Appreso l’annuncio della morte del disc jockey, molti suoi colleghi hanno inviato i loro messaggi di cordoglio, tramite social network. Claudio Coccoluto ha scritto: “Ha fatto girare il mondo a 33 giri e ho imparato tutto da te“; a ruota, Albertino: “Non ci credo. Marco Trani è stato una leggenda“. Rosario Fiorello: “Qualcuno di voi conosceva Marco Trani? Mitico disc jockey! Isteria di Roma Pascià di Riccione, una sua ‘cassetta’ valeva oro!
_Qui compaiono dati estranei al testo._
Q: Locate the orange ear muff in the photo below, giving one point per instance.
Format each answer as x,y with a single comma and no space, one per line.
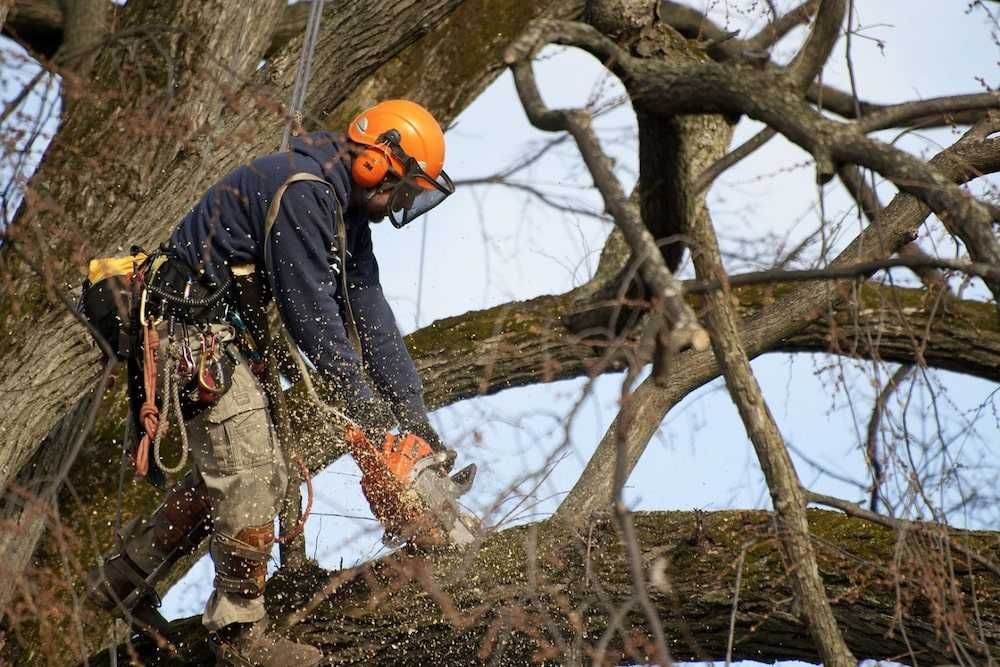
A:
370,168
Ciao amico. Spero che venga ricordato come merita .. W Marco Trani.. Quanto ci hai fatto ballare!!“. Anche Max Locafaro, dj con un passato lavorativo al fianco di Fiorello stesso durante i primissimi anni di Viva Radio 2, ricorda Marco Trani sul suo profilo Facebook: “Se in alcuni sport come, ad esempio, motociclismo ed automobilismo si usava dire ‘la macchina migliore al pilota migliore’, nel patinato mondo della notte valeva il detto ‘la discoteca migliore al dee-jay più talentuoso’…“.

Da Riccione al resto d’Europa

Anche un libro nella carriera “by night” di Marco Trani. Nel 2010, insieme con Corrado Rizza, l’artista romano ha firmato ‘I Love The Nightlife’, 350 pagine che raccontano la loro vita di disc-jockey (all’interno 700 foto inedite). E, poi, tanta musica, tanti giri, tanti locali, in Italia e in Europa, dall’Isteria di Roma al mitico Pascià di Riccione: è lì che si guadagnò l’appellativo di dj più talentuoso degli anni ’80. Sul finire di quella decade Marco si lasciò catturare dall’avvento delle nuove tecnologie (campionatori, quattro turntables con cui giocare, sound system) e tutto questo lo portò progressivamente a ‘visitare’ i migliori clubs europei (dal Ministry of Sound, London al Fabric, Paris, da Amnesia Ibiza a Penelope, Alicante sino al Titos di Palma de Mallorca.